Strategic alliances are a basic tool for defending and fostering an organization’s targets,
strategies and such. Common sense in the business community, it also has become popular in the
political world to defend all kinds of ideas. Acronyms such as UNO (United Nations Organization),
ASEAN (Association of Southeast Asian Nations) and MERCOSUR (Mercado Común del Sur, or Southern
Common Market) are well-known.

In 2003, another acronym started to become prominent: BRIC. The acronym stands for Brazil,
Russia, India and China.

The term “BRIC” was first used in a financial report from Goldman Sachs, which speculated
that the four countries would comprise the global power in 2050 — or, in other words, they would
have more money than most of the current biggest

economic power states. The report stated that China and India would become the powerhouses of
production; and Brazil and

Russia, the major suppliers of the most important raw materials.

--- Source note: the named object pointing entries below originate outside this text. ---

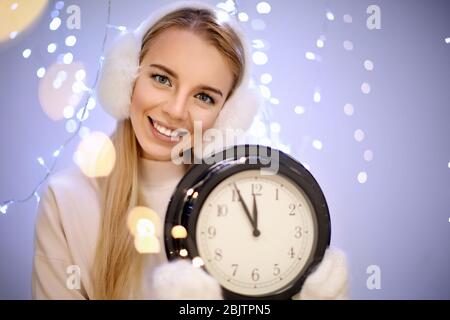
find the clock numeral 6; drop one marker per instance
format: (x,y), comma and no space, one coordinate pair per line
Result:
(222,210)
(234,265)
(218,254)
(211,232)
(255,274)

The basic idea behind the BRIC group is to challenge traditional financial powers such as the
International Monetary Fund (IMF) and the World Bank. In 2010, another country joined the club and
the acronym added the letter “S” for South Africa, which is well-known for its rich natural
resources. So today, BRICS comprises five nations on four continents, representing nearly 45
percent of the global population and some 25 percent of the global economy. There is no historical
cohesion, but there are competing political and economical systems. Before the BRICS countries can
start to speak with one voice, they must tear down barriers and unify their controversial opinions
about many issues.

Another effort to challenge the traditional financial powers happened recently at the BRICS
summit in New Delhi, India: The BRICS member states agreed to found a development bank. This bank
should finance development projects and infrastructure plans in emerging countries. In their mutual
message, the BRICS members blamed the “rich countries” for the global financial crisis and said
those countries should reform the international institutions to include codetermination with the
emerging countries.

Time will tell whether the BRICS idea will stop being wishful thinking and start to be a
necessity. The next BRICS summit is scheduled to take place in South Africa in 2013.